La Belgique connaît différents types de « coopération intercommunales », notamment les associations chargées de missions et les intercommunales. Cela permet d’organiser de manière centralisée des tâches telles que la collecte des déchets, la fourniture d’eau ou d’énergies et l’aménagement du territoire. Conformément à la règlementation belge en la matière, peuvent être transférés à ces associations chargées de missions ou intercommunales la gestion et la mise en œuvre des décisions prises par ces autorités. Concrètement, cela signifie que les intercommunales sont responsables de ces domaines d’activité et se substituent aux membres concernés (à savoir, par exemple, les communes, les provinces, les régies communales autonomes, les CPAS et les associations qui participent au partenariat).
Depuis longtemps, l’administration belge de la TVA se montre souple à l’égard de ces coopérations intercommunales. Depuis les années 70, une tolérance administrative (appelée « théorie de l’émanation ») s’applique lorsque les participants transfèrent à l’association chargée de mission ou à l’intercommunale leur droit de réglementation et de gestion. En synthèse, cette tolérance se présente comme suit :
- L’activité exercée par l’association chargée de mission ou l’intercommunale est considérée, du point de vue de la TVA, comme étant exercée par les participants de l’association eux-mêmes. Cela a deux conséquences :
- Les prestations réalisées par l’association chargée de mission pour ses participants sont considérées comme des prestations qu’elle effectue « à elle-même » et, à ce titre, elles ne relèvent pas du champ d’application de la TVA.
- Les prestations réalisées par l’association chargée de mission à l’égard de tiers sont hors champ d’application de la TVA ou sont exonérées lorsque ces activités, si elles étaient exercées par les participants eux-mêmes, seraient hors champ ou exonérées de TVA.
! Il est important de noter à cet égard que ces membres sont souvent eux‑mêmes soumis à un régime de TVA spécifique en tant qu’autorités publiques, ou bénéficient d’exonérations spécifiques de TVA, ce qui signifie que, sous certaines conditions, ils ne sont pas tenus de percevoir la TVA sur certaines opérations, alors qu’un opérateur « privé » (c’est‑à‑dire un assujetti ordinaire à la TVA) ne pourrait pas bénéficier de cette non-soumission ou exonération.

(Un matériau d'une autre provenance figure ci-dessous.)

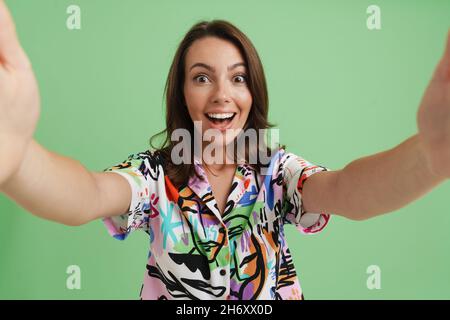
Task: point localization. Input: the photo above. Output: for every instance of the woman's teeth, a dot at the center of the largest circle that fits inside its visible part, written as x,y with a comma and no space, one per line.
220,117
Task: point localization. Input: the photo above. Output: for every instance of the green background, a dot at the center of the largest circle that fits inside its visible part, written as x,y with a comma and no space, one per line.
338,92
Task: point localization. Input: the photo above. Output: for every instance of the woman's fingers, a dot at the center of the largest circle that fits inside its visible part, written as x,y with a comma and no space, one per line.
11,53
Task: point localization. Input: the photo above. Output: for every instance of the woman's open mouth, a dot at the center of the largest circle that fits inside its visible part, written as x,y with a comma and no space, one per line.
220,120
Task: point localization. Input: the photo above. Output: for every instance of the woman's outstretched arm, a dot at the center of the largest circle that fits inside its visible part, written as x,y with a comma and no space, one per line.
48,185
389,180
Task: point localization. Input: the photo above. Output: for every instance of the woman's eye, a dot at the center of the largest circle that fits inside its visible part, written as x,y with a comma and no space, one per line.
242,77
200,77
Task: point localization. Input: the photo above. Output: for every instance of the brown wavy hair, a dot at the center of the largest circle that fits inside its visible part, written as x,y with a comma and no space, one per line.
177,115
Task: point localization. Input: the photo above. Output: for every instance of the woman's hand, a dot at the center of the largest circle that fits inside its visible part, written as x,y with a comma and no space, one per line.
19,98
433,117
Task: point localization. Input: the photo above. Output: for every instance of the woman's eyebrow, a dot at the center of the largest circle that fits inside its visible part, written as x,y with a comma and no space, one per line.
212,69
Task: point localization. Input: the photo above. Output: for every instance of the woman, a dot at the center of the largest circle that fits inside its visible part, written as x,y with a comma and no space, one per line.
216,227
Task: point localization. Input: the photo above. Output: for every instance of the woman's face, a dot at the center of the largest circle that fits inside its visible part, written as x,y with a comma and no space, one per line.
215,86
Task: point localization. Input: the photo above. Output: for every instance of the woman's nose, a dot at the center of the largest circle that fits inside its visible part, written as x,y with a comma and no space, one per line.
221,92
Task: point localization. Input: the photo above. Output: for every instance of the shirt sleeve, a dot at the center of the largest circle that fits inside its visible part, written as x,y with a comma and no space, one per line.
134,170
296,171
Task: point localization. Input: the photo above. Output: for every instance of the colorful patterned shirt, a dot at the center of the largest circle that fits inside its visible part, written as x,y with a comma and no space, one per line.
197,253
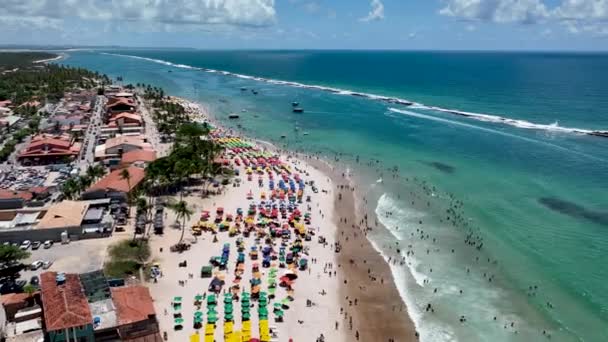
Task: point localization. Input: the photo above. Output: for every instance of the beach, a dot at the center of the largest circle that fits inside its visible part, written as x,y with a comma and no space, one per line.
342,296
483,205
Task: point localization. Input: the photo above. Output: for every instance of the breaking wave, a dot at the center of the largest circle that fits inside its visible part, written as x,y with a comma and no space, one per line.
392,100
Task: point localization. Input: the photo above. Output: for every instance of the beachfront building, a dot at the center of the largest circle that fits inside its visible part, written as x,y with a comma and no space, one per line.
114,148
67,316
139,158
49,149
101,310
57,222
114,186
120,104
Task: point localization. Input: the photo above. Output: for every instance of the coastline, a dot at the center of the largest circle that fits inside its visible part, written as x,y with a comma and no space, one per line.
59,57
379,312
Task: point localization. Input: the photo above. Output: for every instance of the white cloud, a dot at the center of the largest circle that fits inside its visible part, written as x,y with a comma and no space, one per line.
174,12
584,16
376,13
588,10
500,11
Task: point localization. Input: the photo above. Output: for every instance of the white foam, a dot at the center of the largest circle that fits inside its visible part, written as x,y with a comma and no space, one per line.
489,130
393,100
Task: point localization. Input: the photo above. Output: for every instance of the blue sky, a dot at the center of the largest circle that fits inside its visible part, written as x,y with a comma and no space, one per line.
317,24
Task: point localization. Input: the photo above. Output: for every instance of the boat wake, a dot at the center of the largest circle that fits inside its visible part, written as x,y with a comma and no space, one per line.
392,100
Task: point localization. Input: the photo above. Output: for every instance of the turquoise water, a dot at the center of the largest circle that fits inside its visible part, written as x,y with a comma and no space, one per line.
536,198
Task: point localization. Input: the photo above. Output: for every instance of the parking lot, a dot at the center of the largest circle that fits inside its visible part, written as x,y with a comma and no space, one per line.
75,257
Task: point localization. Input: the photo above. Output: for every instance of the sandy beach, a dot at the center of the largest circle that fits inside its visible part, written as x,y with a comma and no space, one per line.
342,296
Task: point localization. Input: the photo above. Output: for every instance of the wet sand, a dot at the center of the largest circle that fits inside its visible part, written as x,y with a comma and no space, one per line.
380,314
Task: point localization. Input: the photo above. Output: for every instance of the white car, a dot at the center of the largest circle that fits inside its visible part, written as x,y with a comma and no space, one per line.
36,265
25,244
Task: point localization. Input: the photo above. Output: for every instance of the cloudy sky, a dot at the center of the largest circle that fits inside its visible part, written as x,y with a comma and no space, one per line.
321,24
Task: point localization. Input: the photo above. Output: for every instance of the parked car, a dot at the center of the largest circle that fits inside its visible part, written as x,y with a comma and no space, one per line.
36,265
25,244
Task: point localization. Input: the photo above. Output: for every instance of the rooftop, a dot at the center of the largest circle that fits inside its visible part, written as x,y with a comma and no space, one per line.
114,181
133,304
65,305
64,214
138,155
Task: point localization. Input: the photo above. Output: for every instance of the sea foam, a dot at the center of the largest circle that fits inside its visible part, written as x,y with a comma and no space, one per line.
388,99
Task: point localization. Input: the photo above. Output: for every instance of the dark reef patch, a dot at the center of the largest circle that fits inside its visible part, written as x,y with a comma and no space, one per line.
441,166
574,210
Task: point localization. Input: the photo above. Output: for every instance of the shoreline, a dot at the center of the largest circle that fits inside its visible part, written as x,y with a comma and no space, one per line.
369,316
59,57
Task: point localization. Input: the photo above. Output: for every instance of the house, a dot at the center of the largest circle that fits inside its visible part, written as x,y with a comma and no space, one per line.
11,199
15,302
64,215
121,119
113,185
48,149
138,158
117,146
120,104
135,312
67,316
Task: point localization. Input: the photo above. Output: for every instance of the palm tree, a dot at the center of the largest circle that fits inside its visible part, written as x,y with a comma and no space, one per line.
181,212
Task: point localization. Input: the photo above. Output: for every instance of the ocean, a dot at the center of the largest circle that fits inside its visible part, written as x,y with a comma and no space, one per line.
478,164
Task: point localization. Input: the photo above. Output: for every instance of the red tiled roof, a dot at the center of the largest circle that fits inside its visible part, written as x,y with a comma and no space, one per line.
114,181
14,298
120,100
138,155
126,115
65,306
9,194
133,304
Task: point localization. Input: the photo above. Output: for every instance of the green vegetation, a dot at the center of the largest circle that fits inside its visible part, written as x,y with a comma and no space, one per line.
183,213
126,258
11,60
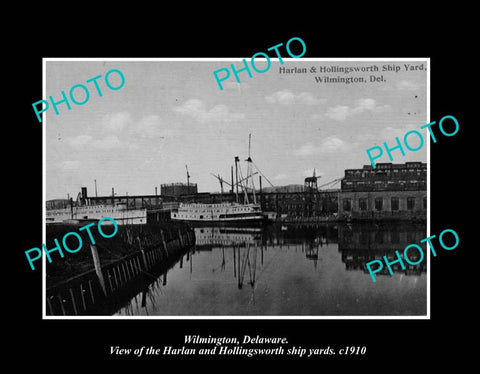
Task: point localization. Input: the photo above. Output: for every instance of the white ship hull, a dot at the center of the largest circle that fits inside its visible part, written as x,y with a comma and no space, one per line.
221,212
121,215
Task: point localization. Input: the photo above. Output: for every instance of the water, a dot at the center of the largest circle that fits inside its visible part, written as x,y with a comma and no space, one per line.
288,271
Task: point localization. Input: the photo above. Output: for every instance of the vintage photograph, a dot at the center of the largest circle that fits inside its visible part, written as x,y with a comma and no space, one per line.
171,195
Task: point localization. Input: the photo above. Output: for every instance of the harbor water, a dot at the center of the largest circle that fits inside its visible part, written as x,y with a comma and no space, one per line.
290,270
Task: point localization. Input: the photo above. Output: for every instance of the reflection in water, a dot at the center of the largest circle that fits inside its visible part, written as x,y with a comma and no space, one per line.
288,271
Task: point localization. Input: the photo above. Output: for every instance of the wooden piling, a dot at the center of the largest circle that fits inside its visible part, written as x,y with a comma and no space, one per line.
98,267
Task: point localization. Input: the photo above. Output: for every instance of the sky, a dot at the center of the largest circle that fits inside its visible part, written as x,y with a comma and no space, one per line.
169,114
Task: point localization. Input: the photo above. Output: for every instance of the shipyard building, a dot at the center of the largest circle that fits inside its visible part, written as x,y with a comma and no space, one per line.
390,191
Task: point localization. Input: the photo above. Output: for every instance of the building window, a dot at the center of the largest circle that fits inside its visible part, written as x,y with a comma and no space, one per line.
347,205
410,203
395,203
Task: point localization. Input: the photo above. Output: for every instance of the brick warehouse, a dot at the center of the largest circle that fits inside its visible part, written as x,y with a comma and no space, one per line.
391,191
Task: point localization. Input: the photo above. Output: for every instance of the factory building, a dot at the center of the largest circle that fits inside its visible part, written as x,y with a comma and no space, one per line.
390,191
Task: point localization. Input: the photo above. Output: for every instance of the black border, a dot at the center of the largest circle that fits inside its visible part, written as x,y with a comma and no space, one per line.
85,342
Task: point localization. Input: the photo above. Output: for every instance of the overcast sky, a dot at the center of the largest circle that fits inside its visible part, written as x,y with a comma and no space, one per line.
172,113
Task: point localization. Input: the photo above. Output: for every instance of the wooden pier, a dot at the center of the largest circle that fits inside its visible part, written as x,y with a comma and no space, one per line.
100,289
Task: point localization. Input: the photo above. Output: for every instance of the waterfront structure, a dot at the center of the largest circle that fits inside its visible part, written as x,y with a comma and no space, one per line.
390,191
178,189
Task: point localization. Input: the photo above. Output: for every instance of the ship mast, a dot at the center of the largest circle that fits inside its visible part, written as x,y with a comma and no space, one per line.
250,168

À la suite d’une affaire portée devant la Cour d’appel d’Anvers (Digipolis), la question a été soumise à la Cour de Justice Européenne afin de déterminer si l’interprétation belge était conforme aux dispositions de la directive européenne sur la TVA, sur laquelle repose le système de TVA.
Quel est l'impact de cet arrêt ?
La Cour de Justice Européenne est critique à l’égard de la position belge. D’une part, elle rejette l’interprétation belge fondée sur la théorie de l’émanation selon laquelle les prestations effectuées par l’association chargée de mission sont considérées, du point de vue de la TVA, comme étant effectuées par les participants de l’association eux‑mêmes, dans la mesure où les activités sont exercées à titre onéreux et que l’association exerce une activité économique de manière indépendante. En d’autres termes, si ces conditions sont remplies, ces opérations ne sont pas considérées comme des « prestations effectuées à soi‑même » et l’association chargée de mission ou l’intercommunale devrait facturer la TVA sur les prestations qu’elle effectue envers ses membres.

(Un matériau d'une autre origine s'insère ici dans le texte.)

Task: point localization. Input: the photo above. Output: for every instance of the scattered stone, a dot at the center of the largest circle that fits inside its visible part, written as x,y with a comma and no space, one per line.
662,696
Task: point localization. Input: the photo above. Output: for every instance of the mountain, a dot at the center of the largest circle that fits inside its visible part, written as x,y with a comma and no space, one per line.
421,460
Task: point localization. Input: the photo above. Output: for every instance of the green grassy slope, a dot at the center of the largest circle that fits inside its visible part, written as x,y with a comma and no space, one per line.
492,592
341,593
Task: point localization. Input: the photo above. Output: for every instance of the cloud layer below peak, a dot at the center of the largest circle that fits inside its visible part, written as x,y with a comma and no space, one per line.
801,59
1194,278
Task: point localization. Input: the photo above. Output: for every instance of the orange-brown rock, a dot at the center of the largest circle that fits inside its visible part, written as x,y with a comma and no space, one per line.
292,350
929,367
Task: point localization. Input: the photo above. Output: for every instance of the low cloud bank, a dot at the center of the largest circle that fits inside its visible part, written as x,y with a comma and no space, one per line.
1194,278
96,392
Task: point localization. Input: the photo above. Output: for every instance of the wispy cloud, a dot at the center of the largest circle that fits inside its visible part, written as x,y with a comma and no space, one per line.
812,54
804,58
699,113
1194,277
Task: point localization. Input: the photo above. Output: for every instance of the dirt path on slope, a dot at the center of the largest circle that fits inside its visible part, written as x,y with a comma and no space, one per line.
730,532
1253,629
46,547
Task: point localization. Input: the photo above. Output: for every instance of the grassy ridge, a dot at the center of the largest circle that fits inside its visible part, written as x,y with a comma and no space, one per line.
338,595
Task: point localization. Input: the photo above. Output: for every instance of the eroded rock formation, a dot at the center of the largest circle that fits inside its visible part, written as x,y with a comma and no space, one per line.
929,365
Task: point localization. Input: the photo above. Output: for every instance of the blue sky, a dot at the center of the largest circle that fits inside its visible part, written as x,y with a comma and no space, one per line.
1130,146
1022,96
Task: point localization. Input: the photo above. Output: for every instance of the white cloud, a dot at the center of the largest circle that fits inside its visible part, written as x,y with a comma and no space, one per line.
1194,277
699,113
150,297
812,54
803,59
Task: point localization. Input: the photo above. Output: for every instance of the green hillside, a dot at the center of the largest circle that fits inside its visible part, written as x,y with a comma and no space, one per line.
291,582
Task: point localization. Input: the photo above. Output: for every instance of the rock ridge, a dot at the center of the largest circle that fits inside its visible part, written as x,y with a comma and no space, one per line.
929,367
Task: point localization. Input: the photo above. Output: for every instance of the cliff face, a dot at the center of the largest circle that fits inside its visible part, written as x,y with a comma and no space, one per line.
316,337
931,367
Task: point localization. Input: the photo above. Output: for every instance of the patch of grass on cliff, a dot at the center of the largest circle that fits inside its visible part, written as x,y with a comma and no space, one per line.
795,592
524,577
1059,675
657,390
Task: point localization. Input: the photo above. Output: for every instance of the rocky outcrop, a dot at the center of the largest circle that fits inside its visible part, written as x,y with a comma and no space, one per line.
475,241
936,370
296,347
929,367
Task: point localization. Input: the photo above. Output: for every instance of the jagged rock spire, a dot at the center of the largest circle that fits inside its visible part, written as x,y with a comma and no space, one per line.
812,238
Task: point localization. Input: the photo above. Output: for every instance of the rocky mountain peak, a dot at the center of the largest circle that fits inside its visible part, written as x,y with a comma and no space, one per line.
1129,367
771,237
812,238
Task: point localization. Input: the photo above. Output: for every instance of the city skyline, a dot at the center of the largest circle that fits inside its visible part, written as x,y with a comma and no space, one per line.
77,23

D’autre part, la Cour admet que les activités que l’association chargée de mission ou l’intercommunale effectue pour des tiers peuvent éventuellement relever du statut spécifique de non‑assujettissement des autorités publiques. À cet égard, il est important de noter que le statut spécifique est réservé (i) aux activités qui ne sont pas susceptibles de créer des distorsion de concurrence et (ii) ces activités ne sont pas explicitement mentionnées dans la liste des activités relevant en principe du champ d’application de la TVA dans une mesure où elles seraient considérées comme « non‑négligeable ».
Concrètement
La position administrative belge n’est plus défendable dans le contexte actuel. On s’attend donc à ce que cette position administrative soit modifiée prochainement. En principe, cela aura (probablement) pour conséquence, entre autres, que les intercommunales devront plus souvent facturer la TVA sur les opérations qu’elles effectuent pour leurs membres, qui, par définition, ont souvent un droit limité à la déduction de la TVA facturée. Cela entraînera donc une augmentation des coûts pour les membres de l’association ou des intercommunales.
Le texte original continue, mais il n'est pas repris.